Seville orange and fennel seed marmalade
- January 2020
- Makes about 7 x 400g jars
- Hands-on time 30 min, simmering time 2½ hours
Gill Meller’s fennel seed marmalade requires a fair amount of work, but yields enough to last you the whole year! We recommend using it in his marmalade cheesecake – it’s a wonderful dessert that’s ever so simple to make.
- no fat
- no protein
- 7.4g (7.4g sugars)
- trace fibre
- no salt
- 1kg seville oranges, halved
- 2 lemons, halved
- 2 tbsp fennel seeds
- 2kg preserving sugar
You’ll also need…
- Large saucepan or preserving pan; square of muslin or a clean J-cloth; jam funnel; ladle or spouted jug; sterilised jam jars or preserving jars
- Squeeze out the juice from all the citrus fruit into the large pan, keeping back all the pips you find. Use a spoon to scrape out any remaining pulp or membrane from the citrus halves and reserve that too.
- Quarter the juiced citrus shells, then use a sharp knife to slice them into strips of peel. These can either be chunky or fine, depending how you want your marmalade.
- Put the sliced citrus peel into the pan with the juices, then pour in 2.5 litres water. Firmly tie the retained citrus seeds and any pulp or membrane into the square of muslin/J-cloth and drop it in the pan. Scatter in the fennel seeds, then put the pan over a high heat.
- Once the fruit mixture comes up to the boil, turn the heat down and cook gently for 1½–2 hours. The peel should be almost translucent and very tender. Lift out the muslin/J-cloth bag and set it aside in a small bowl to cool. Add the sugar to the pan and turn up the heat. Stir regularly to help the sugar dissolve as it comes to the boil.
- Meanwhile, squeeze all the syrupy juice from the muslin/J-cloth bag directly into the pan, making sure you get every last drop out. Put two or three saucers in the freezer to chill.
- Leave the fruit and sugar to boil rapidly for 15 minutes, then test for setting point: remove a tablespoon of marmalade, drop it onto one of the chilled saucers, then pop it into the fridge for a few minutes. If a skin forms that wrinkles up when you push your fingertip through the cooled marmalade, it’s ready. Take the pan off the heat.
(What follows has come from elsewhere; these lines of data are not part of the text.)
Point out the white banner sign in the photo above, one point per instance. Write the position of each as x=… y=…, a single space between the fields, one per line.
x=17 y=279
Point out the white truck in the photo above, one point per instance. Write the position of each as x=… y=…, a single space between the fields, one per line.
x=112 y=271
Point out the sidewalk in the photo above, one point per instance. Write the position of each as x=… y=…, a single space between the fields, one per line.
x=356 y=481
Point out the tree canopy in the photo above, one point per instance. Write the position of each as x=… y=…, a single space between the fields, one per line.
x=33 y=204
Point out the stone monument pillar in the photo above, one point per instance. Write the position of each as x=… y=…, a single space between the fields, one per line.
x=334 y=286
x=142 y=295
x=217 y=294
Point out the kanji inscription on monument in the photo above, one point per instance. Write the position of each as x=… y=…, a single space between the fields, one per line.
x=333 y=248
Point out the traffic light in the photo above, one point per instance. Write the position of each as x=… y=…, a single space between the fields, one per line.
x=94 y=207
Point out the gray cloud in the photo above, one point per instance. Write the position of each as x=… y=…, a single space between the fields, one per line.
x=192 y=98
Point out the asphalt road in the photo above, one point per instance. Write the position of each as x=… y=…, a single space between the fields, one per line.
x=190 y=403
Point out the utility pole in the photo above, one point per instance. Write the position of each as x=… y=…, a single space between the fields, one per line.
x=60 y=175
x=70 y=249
If the marmalade on the saucer is still very runny, leave it to boil longer, testing every 5 minutes or so until the right texture is reached (some batches can take over half an hour to reach setting point).
- Meanwhile, prepare the jars. I wash them in hot soapy water, give them a rinse then pop them onto a tray and into a hot oven for 5 minutes or so (see tips).
- Pour the marmalade into the warm jars (a jam funnel and a ladle makes light work of this job or a jug with a spout can be equally effective). Put the lids on and seal while still hot. Label when cold, then store in a dry, cool, dark place (see tips).